Apartman, farklı bireylere ve ailelere bir arada yaşama imkanı sunan bir konut modeli olarak bağımsız az katlı tek aile konutundan farklıdır. Apartmanlar; ortak yaşam kuralları, standartları ve alışkanlıkları ile yeni bir konut kültürünü oluşturmuştur. Ortak yaşamda hiçbir şey eski bağımsız konutta olduğu gibi değildir. Tüm eski alışkanlıkların değişmesi gerekir. Eski bağımsız konutta daha özgür olan, istediği her şeyi yapabilen birey, apartmanda, ortak yaşam nedeniyle daha dikkatli olmak, diğer apartman sakinlerini rahatsız etmemek durumundadır.
Kentte gerek Batılılaşma hareketleri gerek demografik süreçler nedeniyle apartmanların sayısının artmasıyla birlikte mülkiyet durumu ile ilgili hukuki sorunlar da ciddi bir boyuta ulaşmıştır. Çok katlı yapılarda ortaya çıkan kat mülkiyeti sistemini hukuki çerçeveye oturtabilmek amacıyla 23.06.1965 tarihli ve 634 sayılı Kat Mülkiyeti Kanunu çıkarılmıştır. Kat Mülkiyeti Kanunu, belli bir parsel üzerinde yapılmış birden çok bağımsız bölümü kapsayan tek bir yapı düşünülerek hazırlanmış ve günün ihtiyaçlarına sunulmuştur. Tek parsel üzerinde bir yapının olması ile ilgili Kat Mülkiyeti Kanunu’yla getirilen düzenleme, nüfus artışının hızlı bir biçimde devam etmesi, kırsal kesimden şehirlere yönelik göçün hızla artması, şehir nüfusunun çok kısa sürede büyük artışlar kaydetmesi gibi nedenlerle zamanla yetersiz kalmış ve bir parsel üzerinde birden fazla yapının inşa edilmesi ihtiyacı baş göstermiştir. 14.11.2007 tarih ve 5711 sayılı Kanunla, 634 sayılı Kat Mülkiyeti Kanunu’nda 21 madde değiştirilmiş ve yeni bir bölüm kanuna eklenmiştir. Getirilen yeniliklerin içerisinde en önemlileri toplu yapılara ilişkin (sitelere) olanlardır. Eklenen yeni maddelerle toplu yapı kavramı getirilerek, toplu yapılar hakkında özel hükümler getirilmiştir.

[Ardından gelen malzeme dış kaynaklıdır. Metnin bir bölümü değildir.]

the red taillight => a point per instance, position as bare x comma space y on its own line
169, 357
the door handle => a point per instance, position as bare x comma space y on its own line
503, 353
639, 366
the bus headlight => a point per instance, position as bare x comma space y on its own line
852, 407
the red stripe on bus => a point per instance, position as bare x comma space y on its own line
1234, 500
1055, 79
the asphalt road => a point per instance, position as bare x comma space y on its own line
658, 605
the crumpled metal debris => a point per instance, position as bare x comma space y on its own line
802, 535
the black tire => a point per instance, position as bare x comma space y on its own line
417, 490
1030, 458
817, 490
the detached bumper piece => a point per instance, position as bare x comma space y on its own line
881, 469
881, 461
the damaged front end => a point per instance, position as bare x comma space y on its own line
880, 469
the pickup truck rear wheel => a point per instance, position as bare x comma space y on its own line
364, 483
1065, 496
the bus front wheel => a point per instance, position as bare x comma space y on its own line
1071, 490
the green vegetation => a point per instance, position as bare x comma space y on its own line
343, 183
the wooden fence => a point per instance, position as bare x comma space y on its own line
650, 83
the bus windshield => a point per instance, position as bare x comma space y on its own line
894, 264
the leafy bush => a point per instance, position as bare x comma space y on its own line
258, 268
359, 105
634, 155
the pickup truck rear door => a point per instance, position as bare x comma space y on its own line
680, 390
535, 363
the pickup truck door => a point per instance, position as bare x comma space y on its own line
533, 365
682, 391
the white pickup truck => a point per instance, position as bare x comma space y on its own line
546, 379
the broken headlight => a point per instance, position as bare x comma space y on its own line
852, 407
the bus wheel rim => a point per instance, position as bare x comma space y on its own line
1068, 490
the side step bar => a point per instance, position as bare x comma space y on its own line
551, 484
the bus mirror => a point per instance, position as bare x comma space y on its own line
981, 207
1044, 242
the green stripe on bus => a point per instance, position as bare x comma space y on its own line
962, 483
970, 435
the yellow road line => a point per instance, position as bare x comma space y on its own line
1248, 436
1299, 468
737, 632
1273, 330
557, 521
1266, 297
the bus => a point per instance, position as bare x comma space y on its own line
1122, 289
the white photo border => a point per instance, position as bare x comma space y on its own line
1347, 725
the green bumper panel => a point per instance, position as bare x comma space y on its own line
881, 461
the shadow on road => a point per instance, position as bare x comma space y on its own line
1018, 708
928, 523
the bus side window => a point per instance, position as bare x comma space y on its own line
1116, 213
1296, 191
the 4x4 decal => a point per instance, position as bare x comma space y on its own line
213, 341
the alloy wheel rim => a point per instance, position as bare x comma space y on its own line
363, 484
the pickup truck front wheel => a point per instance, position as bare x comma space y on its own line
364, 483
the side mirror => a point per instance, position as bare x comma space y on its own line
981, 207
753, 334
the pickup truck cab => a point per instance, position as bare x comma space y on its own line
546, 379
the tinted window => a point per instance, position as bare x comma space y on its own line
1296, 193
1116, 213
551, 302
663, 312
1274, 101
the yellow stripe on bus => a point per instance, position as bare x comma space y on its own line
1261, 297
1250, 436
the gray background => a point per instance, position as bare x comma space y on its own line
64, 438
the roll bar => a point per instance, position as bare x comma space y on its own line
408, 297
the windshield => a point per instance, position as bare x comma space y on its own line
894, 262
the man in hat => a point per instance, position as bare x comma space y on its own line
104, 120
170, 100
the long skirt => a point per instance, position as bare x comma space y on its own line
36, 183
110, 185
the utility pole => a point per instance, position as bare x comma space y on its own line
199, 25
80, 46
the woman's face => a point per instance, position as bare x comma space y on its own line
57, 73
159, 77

Türkiye’de kentlerde yaşayan kişilerin her geçen gün artmasıyla birlikte, kentlerde yaşayan kişilerin barınma, çalışma gereksinimleri için inşa edilen yapıların sayısı da artmaktadır. Kentsel toprakların sınırlı olması ve kentlerdeki nüfusun fazla olması nedeniyle söz konusu yapıların dikey şekilde inşa edilmesi artık bir zorunluluk hâline gelmiştir. Bu yapılarda toplu olarak yaşama, çalışmanın beraberinde getirdiği hukuki problemlerin çözülmesi ve huzurlu yaşam alanlarının sağlanması amacıyla Kat Mülkiyeti Kanunu, günün ihtiyaçları doğrultusunda güncellenmektedir.